Wonderland: ★★★★ from The Times
Posted on 3 July 2014.
Posted in: Theatre Reviews
Wonderland, Hampstead Theatre, review
By Sam Marlowe, The Times
Written from the heart by a miner’s daughter, this epic drama is a flawed, grimy black diamond in the rough — blunt, tough and gleaming in the underground darkness. Marking the 30th anniversary of the miners’ strike, Beth Steel’s ambitious, sprawling, impassioned play transports its audience down into the half-light and infernal heat of a Nottinghamshire pit among men who for generations risked their lives in backbreaking toil.
Meanwhile, the political elite, driven by monetarist economics and the Thatcherite ideal of the free market, lay their plans for pit closures, the hobbling of the National Union of Mineworkers and the dismantling of Britain’s coal industry. Edward Hall’s thrilling production is richly evocative and intensely moving, however, and, just as the light from the miners’ lamps slices through the murk, it turns a fiercely illuminating beam on our present. “Most of the cabinet thinks the coalfields are on Mars,” remarks Peter Walker, the energy secretary, raising a familiar sense of a political class insulated by arrogance and privilege from the effects of their actions.
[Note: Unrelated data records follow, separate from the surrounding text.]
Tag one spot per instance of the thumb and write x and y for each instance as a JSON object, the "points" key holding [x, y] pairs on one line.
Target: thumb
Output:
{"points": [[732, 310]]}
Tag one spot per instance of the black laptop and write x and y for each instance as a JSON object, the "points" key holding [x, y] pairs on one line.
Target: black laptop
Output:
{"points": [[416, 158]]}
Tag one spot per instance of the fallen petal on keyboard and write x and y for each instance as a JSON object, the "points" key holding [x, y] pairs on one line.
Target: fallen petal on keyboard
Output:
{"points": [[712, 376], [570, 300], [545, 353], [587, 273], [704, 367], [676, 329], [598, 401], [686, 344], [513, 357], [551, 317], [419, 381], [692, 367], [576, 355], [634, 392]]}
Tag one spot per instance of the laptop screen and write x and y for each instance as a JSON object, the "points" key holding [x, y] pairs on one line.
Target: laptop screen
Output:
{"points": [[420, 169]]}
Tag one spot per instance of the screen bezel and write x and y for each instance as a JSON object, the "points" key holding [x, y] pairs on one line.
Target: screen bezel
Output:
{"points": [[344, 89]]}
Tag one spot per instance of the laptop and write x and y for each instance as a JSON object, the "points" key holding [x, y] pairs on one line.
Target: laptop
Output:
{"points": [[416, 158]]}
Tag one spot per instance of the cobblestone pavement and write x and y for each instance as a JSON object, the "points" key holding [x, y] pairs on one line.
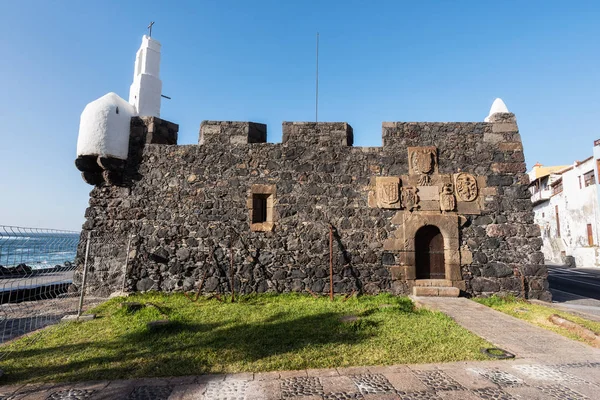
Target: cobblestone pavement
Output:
{"points": [[547, 366]]}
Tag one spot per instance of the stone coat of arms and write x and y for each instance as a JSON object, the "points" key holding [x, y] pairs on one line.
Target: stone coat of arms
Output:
{"points": [[466, 187], [388, 192], [410, 199], [447, 200]]}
Neither Margaret Thatcher nor Arthur Scargill ever appear, but their shadows loom large. On Ashley Martin-Davis’s vast, multilevel set with its coal trolleys, gantries, pit shaft and steel-cage lift, cold-blooded decision-making is set against sweat, danger and testosterone.
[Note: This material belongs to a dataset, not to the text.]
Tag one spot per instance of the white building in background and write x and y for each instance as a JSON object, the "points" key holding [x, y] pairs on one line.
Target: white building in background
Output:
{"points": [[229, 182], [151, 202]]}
Scenes of miners labouring, bantering, showering off the dirt that streaks their bodies — or dangling in the lift in the dark during a power cut — collide with conversations in which they have no voice, yet which will alter their lives forever.
Alongside the government’s strategy of coal stockpiling, media propaganda and the deployment of force, we hear Ian MacGregor, the new chairman of the National Coal Board, purring about how useful unemployment is in bringing workers to heel: “It makes people scared. And scared people don’t risk losing their jobs.”
We hear plans to axe benefits for miners’ families, and, once the strike begins and builds towards the notorious Battle of Orgreave, riot shields and batons replace the brutal language with real violence.
Folk songs, of pride, peril and shared history, lend a lyricism that heightens the poignancy of the action. Though Steel’s dialogue is sometimes declamatory, the performances, from an impeccably unified ensemble, are riveting. The writing may lack polish, but Wonderland is theatre of grit and guts.